Asmara dan Samran sampai sakit perut karena terlalu lama menahan tawa. Niatnya Samara ingin membuat video memasak ala Tasyi Athasyia, namun dengan konten makanan rumahan.
Backgroud yang digunakan juga sangat tradisional, kain batik warisan mendiang ibu.
Samara juga tak berdandan aneh - aneh. Hanya memakai jepit rambut, dan mengenakan gaun warisan mendiang ibu yang biasa ia gunakan untuk bertemu dengan Asmara.
Hasil akhirnya? Samara bukannya terlihat seperti Tasyi Athasyia, tapi malah nampak seperti arwah penasaran zaman dahulu kala, dalam film horor Indonesia berlatar belakang masa lampau.
Raut kaku Samara benar - benar menjadi ciri khas.
Tiba - tiba ....
Terjadi sebuah hal spektakuler. Lada yang dituangkan Samara bukannya keluar dari lubang - lubang kecil wadahnya. Justru tutup wadah itu terbuka sepenuhnya. Jadilah, lada tertuang semua dalam oseng - oseng yang sudah hampir jadi.
Baik Samara, Asmara, ataupun Samran ... semuanya terdiam. Masih denial dengan apa yang baru saja terjadi.
"Cut!" Asmara tersadar paling dulu. Ia segera menghentikan pengambilan gambar dari kamera ponsel ala kadarnya milik Samara, bergantian dengan milik Samran. Mengingat ponsel canggih Asmara masih disita oleh Rafi.
"Hehe ... nggak apa - apa. Kita cut bagian itu. Ntar aku edit yang bagus, nggak perlu syuting lagi kok." Asmara berusaha mencairkan suasana.
"T - tapi nanti kita, kan, nyicipin makanannya. Biar benar - benar meyakinkan rasanya enak. Kalo ladanya kebanyakan gini, rasanya ...." Samara sampai tergagap - gagap.
"Ibuk grogi banget, ya, sampek ceroboh banget gitu?" Samran heran karena tak biasanya Samara seperti ini.
Samara sudah hendak menjawab ucapan Samran. Tapi buru - buru disela Asmara.
"Nggak apa - apa." Asmara buru - buru menyendok gumpalan lada yang belum tercampur dengan oseng - oseng. Mengembalikannya ke dalam wadah.
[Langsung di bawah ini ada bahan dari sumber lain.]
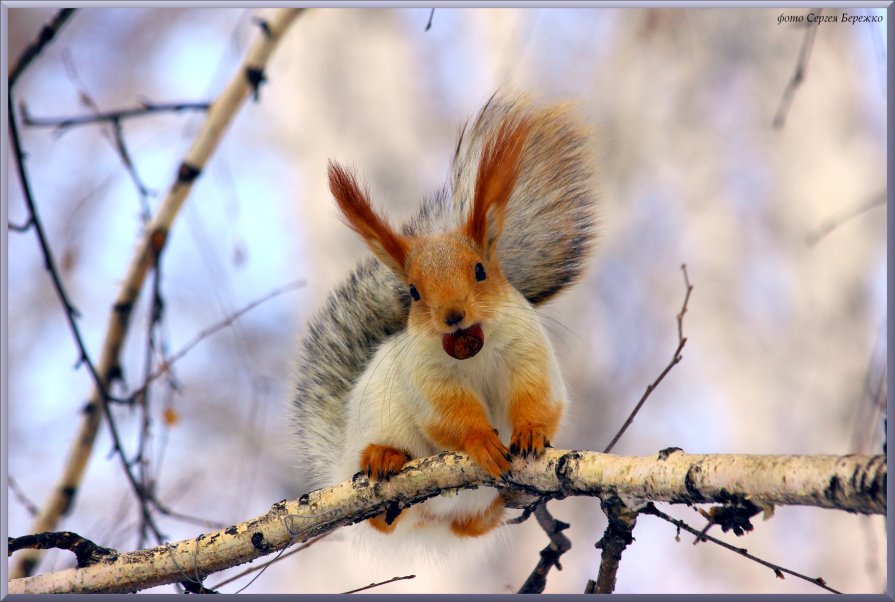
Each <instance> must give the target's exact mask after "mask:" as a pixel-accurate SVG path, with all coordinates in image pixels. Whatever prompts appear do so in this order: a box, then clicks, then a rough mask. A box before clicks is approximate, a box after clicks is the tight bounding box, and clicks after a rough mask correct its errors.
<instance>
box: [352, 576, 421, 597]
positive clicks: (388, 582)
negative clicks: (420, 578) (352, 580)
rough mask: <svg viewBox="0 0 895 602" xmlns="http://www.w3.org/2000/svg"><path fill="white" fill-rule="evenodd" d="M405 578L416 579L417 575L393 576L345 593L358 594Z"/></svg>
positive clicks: (392, 582) (365, 585) (404, 578)
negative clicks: (360, 592) (384, 579)
mask: <svg viewBox="0 0 895 602" xmlns="http://www.w3.org/2000/svg"><path fill="white" fill-rule="evenodd" d="M405 579H416V575H405V576H404V577H392V578H391V579H389V580H388V581H380V582H379V583H371V584H370V585H365V586H364V587H359V588H357V589H353V590H351V591H347V592H344V593H346V594H356V593H357V592H362V591H364V590H368V589H373V588H374V587H379V586H380V585H386V584H389V583H394V582H395V581H404V580H405Z"/></svg>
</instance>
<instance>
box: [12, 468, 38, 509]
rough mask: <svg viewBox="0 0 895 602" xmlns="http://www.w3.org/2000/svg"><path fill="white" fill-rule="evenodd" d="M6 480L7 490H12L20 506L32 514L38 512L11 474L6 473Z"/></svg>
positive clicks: (14, 495) (35, 506)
Selesai, pemuda itu segera mencampur oseng-oseng dengan sisa tumpahan lada. Lalu menyicipinya. "Hmh ... tetep enak kok. Rasanya mantep, ya walaupun agak pedes dikit. Hacuh ...." Asmara bersin karena aroma lada.
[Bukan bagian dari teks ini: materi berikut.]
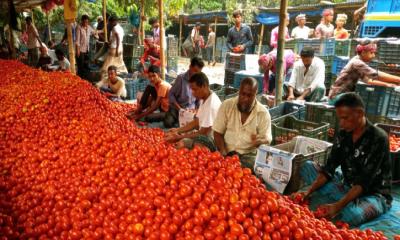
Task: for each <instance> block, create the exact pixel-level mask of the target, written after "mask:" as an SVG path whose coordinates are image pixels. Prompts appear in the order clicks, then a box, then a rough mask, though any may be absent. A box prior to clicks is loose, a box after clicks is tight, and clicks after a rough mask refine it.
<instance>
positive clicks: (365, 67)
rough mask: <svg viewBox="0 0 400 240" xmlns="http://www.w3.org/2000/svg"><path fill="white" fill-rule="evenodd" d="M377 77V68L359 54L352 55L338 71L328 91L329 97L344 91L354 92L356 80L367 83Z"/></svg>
mask: <svg viewBox="0 0 400 240" xmlns="http://www.w3.org/2000/svg"><path fill="white" fill-rule="evenodd" d="M377 77H378V72H377V70H375V69H373V68H371V67H370V66H368V64H367V63H365V62H364V61H363V60H361V59H360V57H359V56H355V57H353V58H352V59H351V60H350V61H349V62H348V63H347V65H346V66H345V67H344V68H343V70H342V71H341V72H340V73H339V76H338V77H337V79H336V81H335V83H334V84H333V86H332V87H331V90H330V91H331V92H330V93H329V96H330V98H333V97H335V96H336V95H337V94H340V93H345V92H354V91H355V89H356V84H357V82H358V80H361V81H362V82H364V83H368V81H369V80H370V79H376V78H377Z"/></svg>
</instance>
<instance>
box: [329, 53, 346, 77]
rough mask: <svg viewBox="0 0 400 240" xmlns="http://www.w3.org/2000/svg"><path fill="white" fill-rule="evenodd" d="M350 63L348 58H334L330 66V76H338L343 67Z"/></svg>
mask: <svg viewBox="0 0 400 240" xmlns="http://www.w3.org/2000/svg"><path fill="white" fill-rule="evenodd" d="M349 61H350V58H349V57H338V56H335V58H334V59H333V64H332V71H331V73H332V74H335V75H339V73H340V72H341V71H342V69H343V68H344V66H346V64H347V63H348V62H349Z"/></svg>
Samran tertawa terpingkal - pingkal. Sebaliknya Samara justru sibuk mengkhawatirkannya.
"Mara, kok kamu makan pedes, sih? Udah, jauh - jauh sana, biar nggak bersin lagi!" Samara mengambil alih oseng - osengnya kembali.
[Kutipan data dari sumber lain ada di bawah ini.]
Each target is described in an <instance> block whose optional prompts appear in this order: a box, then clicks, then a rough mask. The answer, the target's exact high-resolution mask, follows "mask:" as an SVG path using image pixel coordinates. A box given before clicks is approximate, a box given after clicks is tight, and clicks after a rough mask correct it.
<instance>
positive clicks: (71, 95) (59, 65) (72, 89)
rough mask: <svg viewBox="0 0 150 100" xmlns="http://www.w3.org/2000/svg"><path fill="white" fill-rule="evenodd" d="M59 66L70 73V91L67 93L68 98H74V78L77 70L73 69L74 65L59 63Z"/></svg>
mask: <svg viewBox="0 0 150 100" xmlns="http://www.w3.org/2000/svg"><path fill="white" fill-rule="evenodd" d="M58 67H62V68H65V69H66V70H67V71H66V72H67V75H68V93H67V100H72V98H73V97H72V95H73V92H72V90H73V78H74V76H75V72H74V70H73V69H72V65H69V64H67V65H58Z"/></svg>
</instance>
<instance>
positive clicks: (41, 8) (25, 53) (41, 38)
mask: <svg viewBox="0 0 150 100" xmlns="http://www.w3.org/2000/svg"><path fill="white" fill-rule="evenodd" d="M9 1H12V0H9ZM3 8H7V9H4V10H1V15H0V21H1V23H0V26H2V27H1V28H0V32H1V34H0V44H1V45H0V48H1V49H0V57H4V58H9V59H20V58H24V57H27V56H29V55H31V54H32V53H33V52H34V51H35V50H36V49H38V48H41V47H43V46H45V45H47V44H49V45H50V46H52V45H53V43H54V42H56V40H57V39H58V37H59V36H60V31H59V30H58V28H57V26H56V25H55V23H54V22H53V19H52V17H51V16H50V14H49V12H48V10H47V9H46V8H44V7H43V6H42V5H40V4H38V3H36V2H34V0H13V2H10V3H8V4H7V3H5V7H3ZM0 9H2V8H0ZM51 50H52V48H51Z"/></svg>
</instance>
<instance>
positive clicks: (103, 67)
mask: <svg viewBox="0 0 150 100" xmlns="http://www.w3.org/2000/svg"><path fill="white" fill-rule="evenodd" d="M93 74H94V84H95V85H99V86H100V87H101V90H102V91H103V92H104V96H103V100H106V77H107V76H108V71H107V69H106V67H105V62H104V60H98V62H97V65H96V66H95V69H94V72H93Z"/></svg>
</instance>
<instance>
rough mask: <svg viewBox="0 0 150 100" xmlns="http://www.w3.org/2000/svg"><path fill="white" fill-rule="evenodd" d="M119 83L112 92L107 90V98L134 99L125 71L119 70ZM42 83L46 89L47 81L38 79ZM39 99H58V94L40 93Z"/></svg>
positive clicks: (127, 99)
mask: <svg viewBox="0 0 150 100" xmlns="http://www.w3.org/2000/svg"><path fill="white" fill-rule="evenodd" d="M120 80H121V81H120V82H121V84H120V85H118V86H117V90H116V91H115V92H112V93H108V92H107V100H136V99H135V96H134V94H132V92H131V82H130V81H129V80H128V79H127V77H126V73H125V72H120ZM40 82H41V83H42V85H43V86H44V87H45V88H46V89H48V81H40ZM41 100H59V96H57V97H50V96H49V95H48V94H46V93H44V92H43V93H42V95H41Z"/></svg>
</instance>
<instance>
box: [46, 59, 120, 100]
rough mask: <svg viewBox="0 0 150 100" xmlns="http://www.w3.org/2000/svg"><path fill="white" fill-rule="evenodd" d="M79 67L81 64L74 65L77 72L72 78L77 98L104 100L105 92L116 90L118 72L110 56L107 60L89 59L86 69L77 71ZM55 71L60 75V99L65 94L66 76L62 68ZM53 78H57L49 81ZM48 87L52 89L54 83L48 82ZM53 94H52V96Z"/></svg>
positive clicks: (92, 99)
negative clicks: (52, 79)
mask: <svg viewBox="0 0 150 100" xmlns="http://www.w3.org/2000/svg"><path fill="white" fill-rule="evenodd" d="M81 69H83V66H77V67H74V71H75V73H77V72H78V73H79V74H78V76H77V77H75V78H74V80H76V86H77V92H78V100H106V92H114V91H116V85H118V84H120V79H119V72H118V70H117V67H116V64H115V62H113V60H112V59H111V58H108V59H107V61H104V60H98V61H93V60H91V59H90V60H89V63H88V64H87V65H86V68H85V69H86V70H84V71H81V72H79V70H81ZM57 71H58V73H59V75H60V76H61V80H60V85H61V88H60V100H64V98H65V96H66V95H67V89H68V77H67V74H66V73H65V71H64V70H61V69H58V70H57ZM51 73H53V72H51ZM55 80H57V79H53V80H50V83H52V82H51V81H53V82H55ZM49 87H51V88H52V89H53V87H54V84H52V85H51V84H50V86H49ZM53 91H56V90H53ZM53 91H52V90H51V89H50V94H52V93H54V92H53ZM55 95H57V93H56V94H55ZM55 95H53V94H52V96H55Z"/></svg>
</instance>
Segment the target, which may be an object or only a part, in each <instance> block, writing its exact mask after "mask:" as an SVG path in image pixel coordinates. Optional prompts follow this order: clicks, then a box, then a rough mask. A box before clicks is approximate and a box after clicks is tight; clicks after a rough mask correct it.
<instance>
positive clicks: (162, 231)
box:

"Tenang, Sam. Cuman makan sesendok. Lagian bersin nggak bikin aku mati kok. Uh ... aduh ... jantungku deg - deg - ser kamu khawatirin begitu."
Samara tersenyum malu - malu. Kedua pipinya menyemu merah.
Samran memutar bola matanya karena kelakuan dua orang itu. Ia baru ingat, setiap kali Asmara dan Samara bertemu, ia akan menjelma menjadi kambing congek. Ia jadi menyesal kemarin - kemarin mendorong Samara untuk segera menemui Asmara.